Second, by classifying blue areas as “Marcionite”, “Valentinian” or “gnostic types”, how does that include Torah observant Jewish Jesus groups such as the Ebionites or the more “orthodox” Nazarenes who continued to flourished in Syria Palestine (see Justin Martyr, Origen and Eusebius on different types of Christology among Jewish Christians and Epiphanius/Jerome on the Nazarenes specifically; cf. Ray Pritz “Nazarene Jewish Christianity”)?
Or does Eusebius’ admittedly apologetic unbroken succession of bishops in Jerusalem (Gentile bishops after the city became Aelia Capitolina) which preserves some information from Hegessipus have no value whatsoever for “orthodoxy” in the region?
How does the NT evidence fit into this, such as the Gospels of Mark and Matthew which many scholars place in Syria (despite later “orthodox” traditions of Mark as Peter’s Gospel in Rome)?
Scholars tend to guess the provenance of the Epistle of Barnabas to be Alexandria (early attestation by Clement of Alexandria and use of allegory) or Syria-Palestine (knowledge of Jewish and rabbinic traditions), an extremely popular “orthodox” work dated either at the time of the emperor Nerva in the late first century or Hadrian in the second century. Though we have Ignatius letters to Asia Minor on his journey to Rome, he was originally bishop of Antioch and thus must have had some local support (bishops were elected to office and without any political power could hardly coerce a group to adopt their version of christianity).

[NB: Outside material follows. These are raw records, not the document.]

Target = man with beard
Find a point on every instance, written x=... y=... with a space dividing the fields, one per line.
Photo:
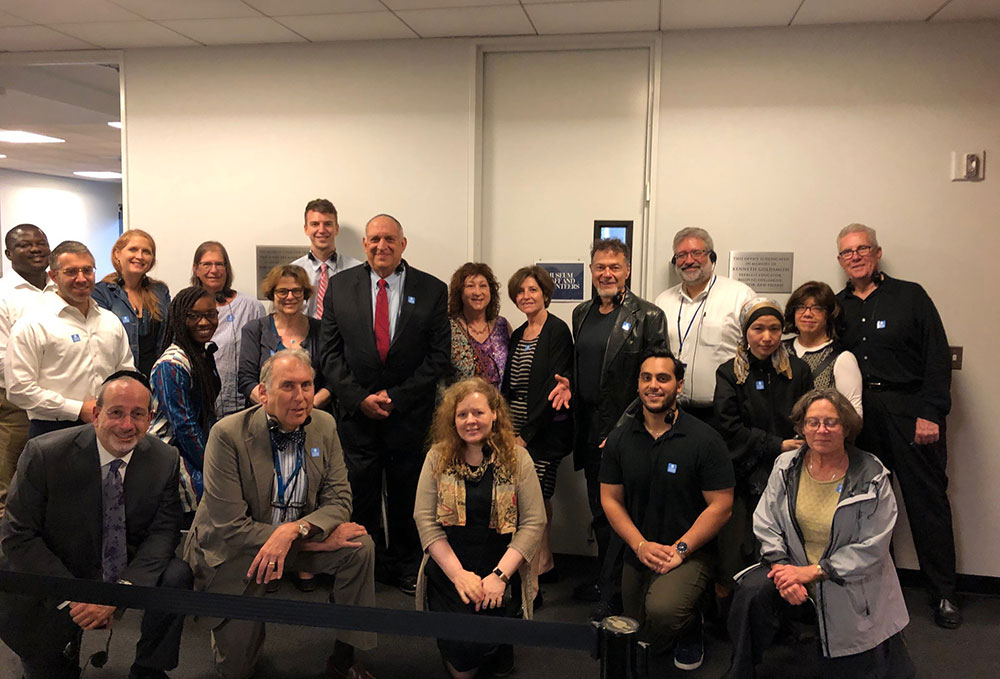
x=667 y=489
x=703 y=311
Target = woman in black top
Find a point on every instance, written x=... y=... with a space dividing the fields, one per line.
x=754 y=395
x=539 y=349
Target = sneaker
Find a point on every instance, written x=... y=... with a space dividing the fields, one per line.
x=690 y=651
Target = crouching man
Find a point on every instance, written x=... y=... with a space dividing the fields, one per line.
x=277 y=499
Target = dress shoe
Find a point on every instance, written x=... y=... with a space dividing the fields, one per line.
x=947 y=614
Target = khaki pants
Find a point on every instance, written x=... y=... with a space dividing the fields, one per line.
x=236 y=643
x=13 y=437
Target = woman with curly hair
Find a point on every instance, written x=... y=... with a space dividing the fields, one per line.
x=479 y=334
x=480 y=516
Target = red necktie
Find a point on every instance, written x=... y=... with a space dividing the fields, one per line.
x=382 y=320
x=324 y=278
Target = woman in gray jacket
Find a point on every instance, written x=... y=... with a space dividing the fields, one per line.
x=825 y=523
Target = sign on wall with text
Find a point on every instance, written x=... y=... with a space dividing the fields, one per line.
x=568 y=279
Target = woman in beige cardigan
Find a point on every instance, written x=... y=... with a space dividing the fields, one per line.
x=480 y=515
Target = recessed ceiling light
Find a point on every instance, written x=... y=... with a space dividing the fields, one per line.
x=100 y=175
x=22 y=137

All this to say that I find the areas colored blue (rather than purple) to be slightly misleading, though the basic point that it some geographical areas “orthodoxy” predominated and in other areas “non-orthodox” forms predominated is a good one and that “orthodoxy” and “heresy” are really insider terms of different Jesus groups formulating their own boundaries in the Second Century (cf. Daniel Boyarin, Border Lines: the Partition of Judaeo-Christianity).
Thanks for the detailed comments, Mike. I agree with them, pretty much. (I have also taken the liberty of paragraphing your original post to make it easier reading.)

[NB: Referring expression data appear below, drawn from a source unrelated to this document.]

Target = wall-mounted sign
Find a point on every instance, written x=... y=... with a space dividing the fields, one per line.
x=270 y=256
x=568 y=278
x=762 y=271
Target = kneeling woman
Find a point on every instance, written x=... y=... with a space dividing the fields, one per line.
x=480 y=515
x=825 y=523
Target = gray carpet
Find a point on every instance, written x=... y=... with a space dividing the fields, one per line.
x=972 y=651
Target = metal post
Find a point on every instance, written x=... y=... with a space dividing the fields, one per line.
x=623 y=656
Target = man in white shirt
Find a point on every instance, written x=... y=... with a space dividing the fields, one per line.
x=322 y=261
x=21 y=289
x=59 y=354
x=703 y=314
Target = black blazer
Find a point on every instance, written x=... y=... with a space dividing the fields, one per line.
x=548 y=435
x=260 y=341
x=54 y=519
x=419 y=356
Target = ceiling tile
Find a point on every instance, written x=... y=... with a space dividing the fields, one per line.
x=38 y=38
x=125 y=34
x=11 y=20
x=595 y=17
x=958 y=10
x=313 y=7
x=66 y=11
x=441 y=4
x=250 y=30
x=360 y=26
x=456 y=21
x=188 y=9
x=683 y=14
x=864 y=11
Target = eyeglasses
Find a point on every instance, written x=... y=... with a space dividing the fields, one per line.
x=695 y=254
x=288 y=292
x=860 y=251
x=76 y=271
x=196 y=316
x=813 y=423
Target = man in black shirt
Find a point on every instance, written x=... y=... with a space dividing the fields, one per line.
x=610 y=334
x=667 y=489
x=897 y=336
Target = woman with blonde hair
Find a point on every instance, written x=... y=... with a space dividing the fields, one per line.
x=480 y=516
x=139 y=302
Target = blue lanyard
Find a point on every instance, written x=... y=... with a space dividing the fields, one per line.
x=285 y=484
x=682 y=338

My map was coloured to reflect Bauer’s article. And I am very aware their are many nuances and overlaps that could be added. Essentially the blue represents Bauer’s non-Roman-orthodoxy (including Ebionites and Nazarenes). It is a start. I would like the time to do something more granular along the lines of your suggestions.
Maybe when I retire — or even if I have a bout of illness before then 🙂
How strange.
Paul says Christians were persecuted on the issue of circumcision.
Acts has an alleged letter from a Roman. It says Paul was charged with
nothing serious, apart from an internal Jewish dispute over Jewish
laws.
I guess the Jews were just too dumb to think of telling the Romans
that Paul was a follower of a criminal, who his followers claimed had
cheated death and was still alive. If it had occurred to the Jews to
have Paul charged with following a recently executed criminal, claimed
to be still alive by his followers, then Paul’s defense that Jesus
really had been killed would hardly have saved him.
You can imagine the trial scene :-
‘You are charged with following a rebel who claimed to be king, and
who you claim still leads your movement. How do you plead?’
‘Not guilty. Jesus was crucified and is now in Heaven.’
‘Pathetic. If this criminal is still alive and leading your movement,
then he obviously can’t have been killed. Do you think we Romans
believe in people returning from the dead?’
But not even Acts claims Paul was ever charged with anything serious.